Das neue Rauchergesetz ist unpraktikabel – und das ist gut so!

Das neue bayerische Rauchergesetz ist viel zu kompliziert – und das ist gut so!

Es war ein langer Kampf, aber wir haben es geschafft: Der von CSU-Fraktionschef Georg („Schüttel-Schorsch“) Schmid“ durchgepeitschte Brutalo-Rauchverbot in Bayern wird zum 1. August durch ein liberales Nichtraucher-Schutzgesetz nach dem spanischen Modell abgelöst: Erlaubnis für Nebenraumlösungen, Wirte von Einraumkneipen entscheiden selbst, ob geraucht werden darf oder nicht. Und weil wir nun mal in Nayern sind, enthält die neue Gesetzesfassung eine Ausnahmeregelung für Bierzelte, in denen künftig wieder nicht nur gesoffen und gegrölt, sondern nauch nach Herzenslust geuqalmt werden darf.
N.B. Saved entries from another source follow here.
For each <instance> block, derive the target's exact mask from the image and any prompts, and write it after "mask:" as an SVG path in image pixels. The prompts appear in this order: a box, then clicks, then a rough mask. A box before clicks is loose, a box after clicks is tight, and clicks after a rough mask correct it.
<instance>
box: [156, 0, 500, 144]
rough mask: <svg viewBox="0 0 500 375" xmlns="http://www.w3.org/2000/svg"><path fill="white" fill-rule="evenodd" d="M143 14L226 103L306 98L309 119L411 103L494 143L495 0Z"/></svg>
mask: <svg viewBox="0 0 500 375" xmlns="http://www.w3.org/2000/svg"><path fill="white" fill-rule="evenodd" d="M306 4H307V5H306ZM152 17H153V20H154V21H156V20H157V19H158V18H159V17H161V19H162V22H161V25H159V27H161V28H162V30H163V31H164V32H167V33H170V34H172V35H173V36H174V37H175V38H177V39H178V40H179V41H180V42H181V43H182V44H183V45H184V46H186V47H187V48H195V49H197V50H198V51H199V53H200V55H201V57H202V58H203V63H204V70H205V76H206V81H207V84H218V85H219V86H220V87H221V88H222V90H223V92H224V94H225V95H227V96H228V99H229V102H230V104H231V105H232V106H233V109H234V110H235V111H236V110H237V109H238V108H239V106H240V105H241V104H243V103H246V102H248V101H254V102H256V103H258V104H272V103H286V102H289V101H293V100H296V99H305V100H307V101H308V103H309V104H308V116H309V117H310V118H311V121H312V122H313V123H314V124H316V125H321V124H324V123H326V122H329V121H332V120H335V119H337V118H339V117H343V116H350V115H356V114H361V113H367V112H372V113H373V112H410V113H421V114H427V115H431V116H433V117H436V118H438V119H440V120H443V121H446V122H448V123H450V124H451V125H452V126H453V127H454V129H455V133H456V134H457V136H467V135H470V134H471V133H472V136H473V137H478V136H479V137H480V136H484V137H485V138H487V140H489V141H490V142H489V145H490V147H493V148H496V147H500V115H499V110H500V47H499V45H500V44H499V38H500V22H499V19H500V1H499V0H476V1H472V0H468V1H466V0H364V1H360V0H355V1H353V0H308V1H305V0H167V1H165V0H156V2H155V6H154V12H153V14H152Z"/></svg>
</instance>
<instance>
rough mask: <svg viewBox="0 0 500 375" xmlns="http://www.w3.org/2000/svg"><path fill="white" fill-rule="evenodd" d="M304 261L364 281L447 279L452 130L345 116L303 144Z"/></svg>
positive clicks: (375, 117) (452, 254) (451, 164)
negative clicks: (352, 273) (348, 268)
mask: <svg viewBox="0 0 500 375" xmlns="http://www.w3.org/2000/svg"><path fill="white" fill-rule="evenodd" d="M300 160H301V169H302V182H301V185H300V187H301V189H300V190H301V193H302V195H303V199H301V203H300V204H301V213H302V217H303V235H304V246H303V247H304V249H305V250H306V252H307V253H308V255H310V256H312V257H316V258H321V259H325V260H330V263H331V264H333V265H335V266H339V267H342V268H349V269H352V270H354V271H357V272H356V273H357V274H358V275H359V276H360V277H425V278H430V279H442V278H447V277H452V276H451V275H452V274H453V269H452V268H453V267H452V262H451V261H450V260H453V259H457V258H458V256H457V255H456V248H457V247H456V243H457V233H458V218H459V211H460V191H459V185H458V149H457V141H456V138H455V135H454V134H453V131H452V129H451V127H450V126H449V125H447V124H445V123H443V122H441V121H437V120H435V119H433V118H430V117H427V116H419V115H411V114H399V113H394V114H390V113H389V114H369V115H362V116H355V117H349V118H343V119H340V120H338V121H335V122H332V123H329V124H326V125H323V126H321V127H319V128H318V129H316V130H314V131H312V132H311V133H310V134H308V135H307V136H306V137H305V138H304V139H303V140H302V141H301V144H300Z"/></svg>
Es hat sich also in München eine Koalition der Vernunft durchgesetzt. Die alte Lösung mit dem von Ministerpräsident Günther Beckstein, dem schlauen Fuchs aus Franken, eingeschobenen Vorbehalt (Rauchverbot nur in „öffentlich zugängliche Gaststätten“, was den Begriff der „geschlossenen Gesellschaft“ und damit die vielen Tausend Raucherclubs in Bayern gebar) war selbst nach Ansicht der Ordnungsbehörden einfach nicht durchsetzbar und wurde deshalb nun kassiert.

Die neue Lösung ist allerdings nur zum Teil spanisch, ansonsten aber wieder typiswch deutsch. Ja, in Einraum-Kneipen darf wieder legaliter geraucht werden – aber nur, wenn diese größer als 75 Quadratmeter sind. Ich sehe schon Polizisten mit Meßbändern durch die Lokale kriechen und mühsam Flächenrechnungen auf Bierdeckel kritzeln.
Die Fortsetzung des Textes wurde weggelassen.